Nun die Phaenomenale 2011, das Science & Art Festival der Region
Wolfsburg-Braunschweig. Titel: "Neue Freunde, neue Feinde? Die digitale
Welt: Bedrohung oder Chance?". Jetzt soll es also abgehen mit den neuen
Medien, in künstlerischer Praxis und gesellschaftswissenschaftlicher
Theorie. Eröffnet wird das Festival am 24. Februar im Wolfsburger Schloss
mit einer Installation von Philipp Geist aus projizierten Videos - was
nicht gerade nach dem state of the art im digitalen High-End klingt. Da
lauscht man lieber den Worthülsen der bi-direktionalen
Kommunikationskanäle. Die wollen die Jugendförderung Wolfsburg und der
Braunschweiger Zeitungsverlag in einem zweitägigen News-Camp brummen
lassen.
Neunzehn veranstaltende Institutionen haben sich dieses Jahr zur
Phaenomenale zusammengeschlossen. Einzig der ursprünglich namensgebende
Patron, das Phæno in Wolfsburg, setzt aus, der fehlenden touristischen
Orientierung wegen. Was die Frage nach dem Zielpublikum aufwirft, das
zwischen Kunst-, Kultur- und Wissenschaftsinteressierten angepeilt wird.
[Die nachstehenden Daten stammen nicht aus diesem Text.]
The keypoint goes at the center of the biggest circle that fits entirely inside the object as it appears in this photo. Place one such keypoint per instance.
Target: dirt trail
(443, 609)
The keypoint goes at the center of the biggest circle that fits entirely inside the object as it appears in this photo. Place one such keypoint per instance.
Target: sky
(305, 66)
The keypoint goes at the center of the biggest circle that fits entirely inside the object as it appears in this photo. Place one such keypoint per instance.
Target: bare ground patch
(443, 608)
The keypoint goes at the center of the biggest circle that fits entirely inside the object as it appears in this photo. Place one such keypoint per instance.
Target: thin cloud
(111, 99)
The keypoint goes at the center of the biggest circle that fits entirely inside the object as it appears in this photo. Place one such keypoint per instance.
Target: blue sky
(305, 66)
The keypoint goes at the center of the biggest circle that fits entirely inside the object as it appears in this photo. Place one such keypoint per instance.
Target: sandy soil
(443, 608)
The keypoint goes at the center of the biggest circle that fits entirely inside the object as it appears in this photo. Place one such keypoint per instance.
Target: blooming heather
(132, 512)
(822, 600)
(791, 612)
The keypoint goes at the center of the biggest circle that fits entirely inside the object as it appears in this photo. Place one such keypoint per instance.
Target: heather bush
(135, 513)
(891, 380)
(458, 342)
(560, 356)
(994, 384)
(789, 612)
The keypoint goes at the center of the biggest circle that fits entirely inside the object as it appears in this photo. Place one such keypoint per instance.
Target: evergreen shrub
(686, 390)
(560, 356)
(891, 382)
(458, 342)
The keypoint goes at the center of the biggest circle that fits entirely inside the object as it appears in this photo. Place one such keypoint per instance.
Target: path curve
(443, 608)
Auch wird der regionale Aspekt virtuell ausgelegt: das Edith-Ruß-Haus für
Medienkunst in Oldenburg ist als Satellit dabei, das News-Camp soll die
Landesgrenzen sprengen.
Über 30, teils mehrtägige Veranstaltungen und Ausstellungen laufen im
Festival parallel. Vieles wird sich mit digitaler Kulturproduktion, auch
der Archivierung und Musealisierung ihrer Artefakte und deren analoger
Erzeugung beschäftigen. Das alles klingt nett und ist in einem adretten
Heftchen präsentiert. Aber werden über einen eher affirmativen
Unterhaltungsaspekt hinaus relevante Fragen angerissen? Ist nicht die
digitale Blase, der Traum vom selbstbestimmten freien und kreativen
Arbeiten etwa in den virtuellen Welten und Netzwerken andernorts schon
längst geplatzt? Wird auf der Phänomenale nicht übersehen, welch knallharte
kommerzielle Wertschöpfungsketten sich hinter den Kulissen eingerichtet
haben?
Wie wenig emanzipatorisch "das Netz" ist, zeigt der weltweite Einsatz von
Zensursoftware aus westlicher Produktion. Wie wirkungsvoll hingegen
leibhaftige menschliche Auftritte im Zeitalter ortsungebundener
Kommunikation werden können, zeigen Tunesien, Ägypten, Algerien. Von dieser
Erkenntnis wurden die Apologeten der Phaenomenale 2011 nun überrollt. Das
ergibt eine gewisse Unzeitlichkeit des Programms, für die Besucher aber
hoffentlich die Aufforderung zum kritischen Abgleich mit der aktuellen
Wirklichkeit. In gesunder Skepsis gegenüber allen digitalen Verheißungen
scheint die Provinz ja bereits bestens trainiert.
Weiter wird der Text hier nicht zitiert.